When an Availability Group fails over, the databases in the Availability Group start processing writes on a different replica. System databases can’t be part of an Availability Group because each replica has its own master, model and msdb database. SQL Agent jobs are stored in the msdb database so we have to deploy our agent jobs to each node in the Availability Group.
Imagine you deploy a job to each replica, that pulls a lot of data and then writes it to a file. When the scheduled time for the job rolls around all of the jobs will fire and start reading from their own replica.
To solve this issue you have to decide which replica you want to execute the job and make sure that the others don’t. So you decide you want the job to run against your asynchronous read-only secondary because you don’t want to inflict any extra IO on your primary. You could manually disable the job on the primary, but if there’s a failover you will need to disable the job on the new primary and enable the job on the old primary. This will be unmanageable as soon as you have multiple jobs or one that executes very frequently.
The answer is to make your Agent jobs Availability Group aware
The code below acts as a wrapper for the code in your Agent job.
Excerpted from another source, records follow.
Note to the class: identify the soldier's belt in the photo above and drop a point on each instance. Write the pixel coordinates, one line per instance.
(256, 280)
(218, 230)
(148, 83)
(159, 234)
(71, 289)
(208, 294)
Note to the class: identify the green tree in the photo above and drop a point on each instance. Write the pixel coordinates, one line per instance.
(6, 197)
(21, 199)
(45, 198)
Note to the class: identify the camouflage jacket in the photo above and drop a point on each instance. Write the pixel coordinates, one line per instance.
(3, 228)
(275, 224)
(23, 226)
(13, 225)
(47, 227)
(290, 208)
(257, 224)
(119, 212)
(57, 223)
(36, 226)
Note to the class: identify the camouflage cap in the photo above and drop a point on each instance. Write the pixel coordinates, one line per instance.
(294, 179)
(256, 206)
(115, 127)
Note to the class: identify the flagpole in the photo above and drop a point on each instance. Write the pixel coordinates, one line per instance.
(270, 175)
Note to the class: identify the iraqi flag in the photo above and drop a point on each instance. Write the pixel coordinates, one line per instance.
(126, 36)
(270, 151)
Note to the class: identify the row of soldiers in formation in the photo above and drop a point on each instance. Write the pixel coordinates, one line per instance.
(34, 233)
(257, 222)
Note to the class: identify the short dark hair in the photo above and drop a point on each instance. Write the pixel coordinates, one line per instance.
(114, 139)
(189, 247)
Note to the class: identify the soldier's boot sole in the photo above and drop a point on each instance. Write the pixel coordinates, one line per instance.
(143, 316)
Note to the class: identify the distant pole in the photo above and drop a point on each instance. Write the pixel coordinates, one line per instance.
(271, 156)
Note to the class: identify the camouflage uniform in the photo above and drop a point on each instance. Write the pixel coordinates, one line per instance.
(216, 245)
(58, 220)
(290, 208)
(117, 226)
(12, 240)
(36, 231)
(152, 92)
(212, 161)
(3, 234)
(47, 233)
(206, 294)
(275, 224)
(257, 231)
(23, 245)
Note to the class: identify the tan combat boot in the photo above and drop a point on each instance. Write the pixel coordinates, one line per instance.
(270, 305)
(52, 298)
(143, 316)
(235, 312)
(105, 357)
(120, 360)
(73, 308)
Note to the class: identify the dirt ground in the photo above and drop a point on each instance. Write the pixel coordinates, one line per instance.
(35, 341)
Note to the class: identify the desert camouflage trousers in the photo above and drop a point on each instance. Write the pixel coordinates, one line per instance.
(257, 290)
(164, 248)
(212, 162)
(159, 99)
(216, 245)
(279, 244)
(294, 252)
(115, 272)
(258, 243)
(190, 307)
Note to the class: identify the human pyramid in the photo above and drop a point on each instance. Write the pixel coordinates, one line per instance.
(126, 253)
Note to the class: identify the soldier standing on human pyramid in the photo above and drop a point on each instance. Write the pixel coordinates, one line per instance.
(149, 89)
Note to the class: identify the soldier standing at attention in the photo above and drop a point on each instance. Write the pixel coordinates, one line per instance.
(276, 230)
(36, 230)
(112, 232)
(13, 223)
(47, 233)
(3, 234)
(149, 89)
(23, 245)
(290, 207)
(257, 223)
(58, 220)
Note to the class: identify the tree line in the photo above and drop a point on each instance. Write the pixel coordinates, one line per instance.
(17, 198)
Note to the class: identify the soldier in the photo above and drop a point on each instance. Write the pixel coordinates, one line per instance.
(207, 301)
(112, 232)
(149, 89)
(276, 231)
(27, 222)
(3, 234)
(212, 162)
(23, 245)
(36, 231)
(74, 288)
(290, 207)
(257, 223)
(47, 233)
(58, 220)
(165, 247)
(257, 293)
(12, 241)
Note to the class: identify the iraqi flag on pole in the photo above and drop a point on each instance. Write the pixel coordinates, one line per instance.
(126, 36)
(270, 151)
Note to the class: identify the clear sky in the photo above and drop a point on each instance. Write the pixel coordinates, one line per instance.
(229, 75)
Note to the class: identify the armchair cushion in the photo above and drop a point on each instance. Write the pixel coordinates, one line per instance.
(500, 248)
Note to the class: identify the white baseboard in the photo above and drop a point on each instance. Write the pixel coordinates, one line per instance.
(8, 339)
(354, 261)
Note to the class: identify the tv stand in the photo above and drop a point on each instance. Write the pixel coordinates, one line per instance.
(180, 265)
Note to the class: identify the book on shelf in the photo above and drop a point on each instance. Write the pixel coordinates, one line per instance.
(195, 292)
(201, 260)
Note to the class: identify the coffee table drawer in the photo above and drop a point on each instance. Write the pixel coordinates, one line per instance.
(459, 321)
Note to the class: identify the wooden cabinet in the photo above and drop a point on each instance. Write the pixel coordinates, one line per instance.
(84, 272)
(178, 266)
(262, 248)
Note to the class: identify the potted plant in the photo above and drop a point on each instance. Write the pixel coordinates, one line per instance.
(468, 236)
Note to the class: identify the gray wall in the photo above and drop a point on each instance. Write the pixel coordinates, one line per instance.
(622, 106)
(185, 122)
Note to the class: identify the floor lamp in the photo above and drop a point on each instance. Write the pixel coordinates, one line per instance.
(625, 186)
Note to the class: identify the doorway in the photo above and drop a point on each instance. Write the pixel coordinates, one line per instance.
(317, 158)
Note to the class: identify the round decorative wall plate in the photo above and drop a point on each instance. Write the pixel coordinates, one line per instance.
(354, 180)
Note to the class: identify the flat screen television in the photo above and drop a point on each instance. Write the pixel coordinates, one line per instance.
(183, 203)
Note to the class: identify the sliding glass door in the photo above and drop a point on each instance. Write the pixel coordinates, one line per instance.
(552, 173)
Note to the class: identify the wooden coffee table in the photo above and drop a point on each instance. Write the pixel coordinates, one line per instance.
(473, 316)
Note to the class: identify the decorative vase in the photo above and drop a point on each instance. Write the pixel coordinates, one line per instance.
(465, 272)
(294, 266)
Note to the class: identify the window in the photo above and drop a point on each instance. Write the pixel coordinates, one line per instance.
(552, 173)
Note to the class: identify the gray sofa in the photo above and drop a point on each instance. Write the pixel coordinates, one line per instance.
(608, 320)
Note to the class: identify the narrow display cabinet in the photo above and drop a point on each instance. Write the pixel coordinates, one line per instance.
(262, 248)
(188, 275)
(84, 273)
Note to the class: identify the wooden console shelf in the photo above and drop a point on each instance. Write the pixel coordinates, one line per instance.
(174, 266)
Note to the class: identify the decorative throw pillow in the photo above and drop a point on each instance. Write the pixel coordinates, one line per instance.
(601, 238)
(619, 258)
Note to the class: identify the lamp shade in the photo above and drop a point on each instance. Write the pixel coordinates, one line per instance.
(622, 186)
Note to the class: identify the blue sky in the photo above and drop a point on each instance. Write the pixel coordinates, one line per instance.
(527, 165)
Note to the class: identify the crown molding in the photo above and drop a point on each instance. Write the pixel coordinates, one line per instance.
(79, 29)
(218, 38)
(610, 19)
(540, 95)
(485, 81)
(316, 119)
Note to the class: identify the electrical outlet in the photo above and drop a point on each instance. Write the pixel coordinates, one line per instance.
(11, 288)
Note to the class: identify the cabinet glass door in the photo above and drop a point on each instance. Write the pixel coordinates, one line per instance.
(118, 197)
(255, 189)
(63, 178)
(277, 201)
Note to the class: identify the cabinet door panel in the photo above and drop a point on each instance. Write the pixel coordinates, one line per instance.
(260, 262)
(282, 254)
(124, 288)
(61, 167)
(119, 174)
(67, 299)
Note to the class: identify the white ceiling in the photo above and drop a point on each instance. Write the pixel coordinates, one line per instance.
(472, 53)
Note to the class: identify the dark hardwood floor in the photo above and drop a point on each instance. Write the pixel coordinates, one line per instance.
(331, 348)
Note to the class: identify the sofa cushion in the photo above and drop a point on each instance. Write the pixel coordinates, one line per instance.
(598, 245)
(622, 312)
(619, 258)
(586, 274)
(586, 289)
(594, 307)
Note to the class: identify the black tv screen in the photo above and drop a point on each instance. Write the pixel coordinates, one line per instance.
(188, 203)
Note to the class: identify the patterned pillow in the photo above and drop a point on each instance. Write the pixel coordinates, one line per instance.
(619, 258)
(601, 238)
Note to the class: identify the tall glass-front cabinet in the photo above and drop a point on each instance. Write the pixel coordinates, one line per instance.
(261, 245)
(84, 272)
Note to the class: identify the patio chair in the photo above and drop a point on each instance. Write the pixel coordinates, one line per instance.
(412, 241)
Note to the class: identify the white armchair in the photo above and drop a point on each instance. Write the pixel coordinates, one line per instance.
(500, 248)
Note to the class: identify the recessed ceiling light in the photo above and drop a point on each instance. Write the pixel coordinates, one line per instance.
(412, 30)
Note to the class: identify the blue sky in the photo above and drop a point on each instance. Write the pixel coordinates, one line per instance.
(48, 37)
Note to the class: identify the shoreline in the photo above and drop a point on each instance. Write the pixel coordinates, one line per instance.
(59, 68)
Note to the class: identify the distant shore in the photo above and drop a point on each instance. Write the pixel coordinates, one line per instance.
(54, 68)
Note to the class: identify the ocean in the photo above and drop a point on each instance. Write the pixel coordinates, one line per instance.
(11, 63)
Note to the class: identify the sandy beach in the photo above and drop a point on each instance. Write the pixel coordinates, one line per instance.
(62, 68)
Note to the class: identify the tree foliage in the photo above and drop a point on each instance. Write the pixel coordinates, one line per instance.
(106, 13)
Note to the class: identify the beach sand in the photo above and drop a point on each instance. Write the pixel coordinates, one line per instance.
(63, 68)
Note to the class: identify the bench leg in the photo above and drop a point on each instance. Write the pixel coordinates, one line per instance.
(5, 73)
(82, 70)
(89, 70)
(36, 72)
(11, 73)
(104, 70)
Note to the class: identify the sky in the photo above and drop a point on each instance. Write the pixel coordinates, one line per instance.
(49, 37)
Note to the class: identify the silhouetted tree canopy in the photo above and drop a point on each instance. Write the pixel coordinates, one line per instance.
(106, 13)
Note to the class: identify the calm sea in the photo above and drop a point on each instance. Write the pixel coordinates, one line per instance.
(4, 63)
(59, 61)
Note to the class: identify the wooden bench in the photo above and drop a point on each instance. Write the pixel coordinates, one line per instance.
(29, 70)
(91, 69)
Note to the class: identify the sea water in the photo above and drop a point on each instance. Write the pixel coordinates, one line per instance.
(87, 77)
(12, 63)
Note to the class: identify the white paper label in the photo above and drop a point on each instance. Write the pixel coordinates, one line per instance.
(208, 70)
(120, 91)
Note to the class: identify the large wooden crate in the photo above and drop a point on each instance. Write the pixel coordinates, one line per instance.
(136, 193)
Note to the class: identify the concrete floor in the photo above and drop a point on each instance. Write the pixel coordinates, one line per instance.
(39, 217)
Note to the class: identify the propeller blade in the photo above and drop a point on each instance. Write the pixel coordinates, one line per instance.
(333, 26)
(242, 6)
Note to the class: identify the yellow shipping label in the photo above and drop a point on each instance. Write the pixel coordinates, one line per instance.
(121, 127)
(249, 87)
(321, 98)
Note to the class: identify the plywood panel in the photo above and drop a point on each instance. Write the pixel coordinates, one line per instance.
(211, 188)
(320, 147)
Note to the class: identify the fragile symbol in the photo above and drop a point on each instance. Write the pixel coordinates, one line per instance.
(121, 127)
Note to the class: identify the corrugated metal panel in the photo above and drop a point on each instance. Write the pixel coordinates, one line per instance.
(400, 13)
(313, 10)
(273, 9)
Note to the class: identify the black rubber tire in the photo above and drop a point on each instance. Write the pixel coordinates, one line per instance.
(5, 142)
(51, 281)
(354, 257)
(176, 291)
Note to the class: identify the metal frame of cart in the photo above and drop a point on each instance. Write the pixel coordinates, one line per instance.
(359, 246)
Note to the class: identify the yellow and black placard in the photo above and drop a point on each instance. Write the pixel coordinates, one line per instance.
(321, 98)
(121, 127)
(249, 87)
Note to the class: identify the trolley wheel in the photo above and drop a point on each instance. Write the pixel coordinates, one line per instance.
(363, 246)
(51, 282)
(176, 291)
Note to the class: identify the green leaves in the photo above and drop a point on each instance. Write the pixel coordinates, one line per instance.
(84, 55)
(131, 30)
It ensures that your job will only execute against an asynchronous replica.
DECLARE @Role NVARCHAR(120), @Mode NVARCHAR(120); SELECT @Role = ars.role_desc, @Mode = ar.availability_mode_desc FROM sys.availability_replicas ar JOIN sys.dm_hadr_availability_replica_states ars ON ar.replica_id = ars.replica_id JOIN sys.availability_groups ag ON ars.group_id = ag.group_id WHERE ag.name - 'TheDatabaseAvenger_AG_001' AND ars.is_local = 1 -- Run only if the node allows direct read-only connections AND ar.secondary_role_allow_connections = 2; IF @Role = 'SECONDARY' AND @Mode = 'ASYNCHRONOUS_COMMIT' BEGIN; -- Insert your code to execute against the asynch replicas only END;
This makes tasks like patching easier as the jobs will automatically adjust as you failover the Availability Group while patching each replica in turn.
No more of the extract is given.